What This Means for GHC Developers
Compared with the make build system, potential issues are much more visible due to the fsatrace linting feature. Considering Hadrian is a port of the make system, now with may lint errors fixed, it’s reasonable to expect similar if not more confidence in Hadrian’s incremental builds as with make’s incremental builds. More confidence in incremental builds is a welcome improvement and the most impactful benefit of this work.
We can expect a similar level of confidence in cloud builds assuming that
hadrian rules are unchanged between builds. If you’re planning on running the
same builds multiple times then using the cloud build feature can benefit you.
Simply use the --share
command line option when running Hadrian (or
--share=DIR
to specify a cache location). Consider the use case of swapping
between build flavours.
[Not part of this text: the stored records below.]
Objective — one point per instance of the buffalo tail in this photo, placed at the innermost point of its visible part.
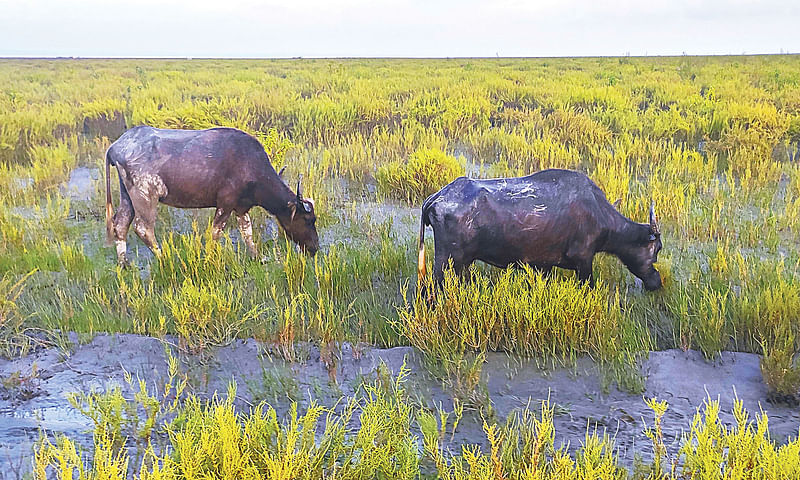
(109, 208)
(421, 271)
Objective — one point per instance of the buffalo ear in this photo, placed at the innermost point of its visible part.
(299, 191)
(653, 223)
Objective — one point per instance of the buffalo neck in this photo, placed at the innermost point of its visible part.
(624, 233)
(274, 196)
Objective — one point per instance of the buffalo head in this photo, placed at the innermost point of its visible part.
(300, 222)
(641, 253)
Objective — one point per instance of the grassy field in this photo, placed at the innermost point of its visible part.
(714, 142)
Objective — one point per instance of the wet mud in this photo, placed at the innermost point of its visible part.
(34, 389)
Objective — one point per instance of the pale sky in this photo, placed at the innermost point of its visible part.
(393, 28)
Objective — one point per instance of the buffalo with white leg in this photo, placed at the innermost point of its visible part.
(222, 168)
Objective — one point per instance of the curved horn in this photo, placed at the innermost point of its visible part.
(299, 192)
(653, 222)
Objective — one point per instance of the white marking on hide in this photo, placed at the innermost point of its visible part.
(150, 186)
(121, 248)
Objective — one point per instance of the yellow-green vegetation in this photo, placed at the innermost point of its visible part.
(379, 434)
(713, 141)
(521, 313)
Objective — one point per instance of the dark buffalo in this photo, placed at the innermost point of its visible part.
(553, 218)
(219, 167)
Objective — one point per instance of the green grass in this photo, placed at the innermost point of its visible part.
(707, 139)
(392, 439)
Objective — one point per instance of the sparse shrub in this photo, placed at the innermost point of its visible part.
(425, 173)
(517, 311)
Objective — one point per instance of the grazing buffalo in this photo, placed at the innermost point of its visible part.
(219, 167)
(553, 218)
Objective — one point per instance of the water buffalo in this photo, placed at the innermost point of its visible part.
(553, 218)
(219, 167)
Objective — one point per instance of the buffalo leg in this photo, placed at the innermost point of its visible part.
(144, 221)
(246, 229)
(441, 261)
(121, 222)
(584, 272)
(218, 225)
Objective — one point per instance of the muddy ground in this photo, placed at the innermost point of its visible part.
(36, 400)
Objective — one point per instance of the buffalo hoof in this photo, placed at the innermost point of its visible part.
(788, 399)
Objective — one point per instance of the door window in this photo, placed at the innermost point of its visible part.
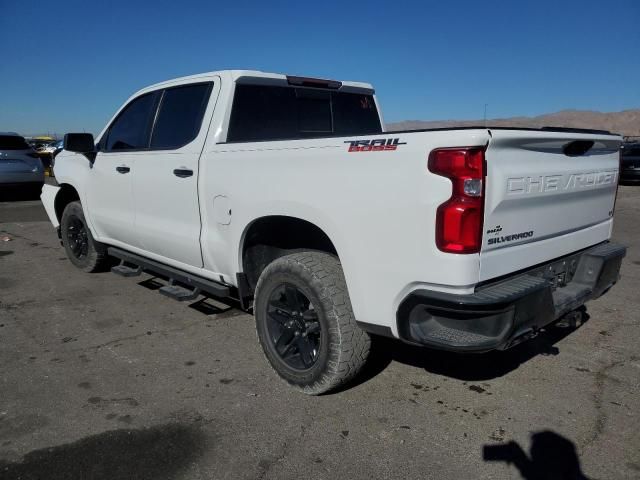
(131, 129)
(180, 116)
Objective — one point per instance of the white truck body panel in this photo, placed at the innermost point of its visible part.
(565, 202)
(378, 208)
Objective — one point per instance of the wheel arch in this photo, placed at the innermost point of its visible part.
(271, 236)
(67, 194)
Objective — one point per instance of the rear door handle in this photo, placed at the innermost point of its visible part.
(183, 172)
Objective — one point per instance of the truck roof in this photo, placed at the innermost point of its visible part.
(234, 75)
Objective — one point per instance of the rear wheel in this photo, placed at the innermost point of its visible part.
(83, 251)
(305, 323)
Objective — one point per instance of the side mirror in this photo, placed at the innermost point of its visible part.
(81, 143)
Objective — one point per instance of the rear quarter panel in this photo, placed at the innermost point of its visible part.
(377, 207)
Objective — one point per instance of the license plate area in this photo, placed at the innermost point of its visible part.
(559, 272)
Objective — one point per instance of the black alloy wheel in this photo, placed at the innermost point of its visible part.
(293, 326)
(77, 238)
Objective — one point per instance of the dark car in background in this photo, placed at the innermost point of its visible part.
(20, 165)
(630, 165)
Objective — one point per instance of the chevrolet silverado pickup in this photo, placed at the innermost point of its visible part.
(287, 194)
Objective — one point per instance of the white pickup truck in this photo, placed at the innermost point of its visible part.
(288, 195)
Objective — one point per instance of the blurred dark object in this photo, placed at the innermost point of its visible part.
(551, 457)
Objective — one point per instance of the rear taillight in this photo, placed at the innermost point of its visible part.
(615, 199)
(459, 219)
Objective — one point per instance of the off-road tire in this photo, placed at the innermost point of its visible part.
(95, 259)
(344, 347)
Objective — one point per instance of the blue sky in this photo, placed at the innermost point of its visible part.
(69, 65)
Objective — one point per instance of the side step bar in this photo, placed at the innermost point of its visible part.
(197, 284)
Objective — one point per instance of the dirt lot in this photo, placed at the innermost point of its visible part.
(103, 378)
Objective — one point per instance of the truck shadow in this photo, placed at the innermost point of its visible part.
(551, 456)
(466, 367)
(155, 453)
(19, 193)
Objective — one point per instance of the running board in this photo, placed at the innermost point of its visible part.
(179, 293)
(196, 283)
(125, 271)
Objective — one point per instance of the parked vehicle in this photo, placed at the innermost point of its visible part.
(20, 166)
(286, 194)
(630, 163)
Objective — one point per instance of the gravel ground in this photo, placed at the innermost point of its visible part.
(104, 378)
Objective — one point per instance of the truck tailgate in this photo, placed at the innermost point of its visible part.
(547, 194)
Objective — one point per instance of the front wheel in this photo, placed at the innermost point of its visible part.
(305, 323)
(83, 251)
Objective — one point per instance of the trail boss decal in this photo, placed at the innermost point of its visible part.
(377, 145)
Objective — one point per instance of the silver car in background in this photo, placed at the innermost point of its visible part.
(20, 166)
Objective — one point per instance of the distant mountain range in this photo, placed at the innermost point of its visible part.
(626, 123)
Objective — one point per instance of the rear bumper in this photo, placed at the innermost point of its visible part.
(500, 315)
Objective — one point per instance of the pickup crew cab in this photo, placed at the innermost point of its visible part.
(287, 194)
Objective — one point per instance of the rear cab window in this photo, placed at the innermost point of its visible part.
(273, 112)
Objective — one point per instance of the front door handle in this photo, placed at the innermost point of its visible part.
(183, 172)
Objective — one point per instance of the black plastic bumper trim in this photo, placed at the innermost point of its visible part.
(499, 315)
A simple solution would be to maintain separate build
directories per flavour, but you may not want to manage these directories
manually or perhaps you expect the flavours to share a significant amount of
build artifacts from the cloud build cache. Here I’ve run through all steps in
order with cloud build enabled then all steps again with cloud build disabled
(i.e. just as incremental builds). Before step 1, I always start with a clean
build and cache directory. You can see that cloud builds are much faster on the
second build:
Action (flavour) | Cloud Build Time | Non-Cloud Build Time | |
---|---|---|---|
1 | build a39a3cd663 (default) | 24m37.775s | 23m49.780s |
2 | build a39a3cd663 (quick) | 11m55.601s | 11m16.476s |
3 | build a39a3cd663 (default) | 1m23.450s | 18m58.530s |
4 | build a39a3cd663 (quick) | 1m 2.805s | 11m23.408s |
Conclusion
The project of supporting correct cloud builds resulted in numerous
accomplishments. The number of fsatrace lint error has been reduced from 400,000
to 90,000 thanks numerous bug fixes in Hadrian. We now have
greater confidence in incremental and cloud builds. GHC developers can benefit from
cloud builds locally in some narrow use cases, and they frequently benefit from
improved incremental builds. We’ve developed a clear vocabulary for reasoning
about the degrees of build system correctness and what these require. Use of the
fsatrace linting feature will be invaluable to understanding and fixing newly
surfaced Hadrian bugs in the future. GHC’s -include-cpp-deps
option was
implemented as part of this project, enabling more precise dependency tracking
in Hadrian and users’ build systems. This project also had a part to play in
recent ideas to simplify Haskell interface files (see issue
#16885).
Still, there is plenty of room to further improve incremental and cloud builds. This blog post is in part a call for help from the community. The remaining work is challenging and interesting, requires little compiler expertise, and yet can have a significant impact on GHC developers. #16926 is a top level “getting started” issue for continuing this project. Most of the remaining work is focused on resolving fsatrace lint errors summarized in issue #16400. That issue also explains how to get started using fsatrace linting. Specific issues of interest include:
- #16868 Unexpected CPP dependencies in later (non CPP) build stages of GHC.
- #16815 Undeclared
hs-boot
inputs when generating.dependencies
files. - #16983 Undeclared inputs
for
_build/generated/platformConstants/platformConstants
. - #16956 Some build artifacts are are sensitive to build directory location. This destroys cloud build cache utilization when using multiple build directories.
It’s highly recommended that you read through and contribute to the Developing Hadrian wiki page which goes into more detail about incremental and cloud build correctness.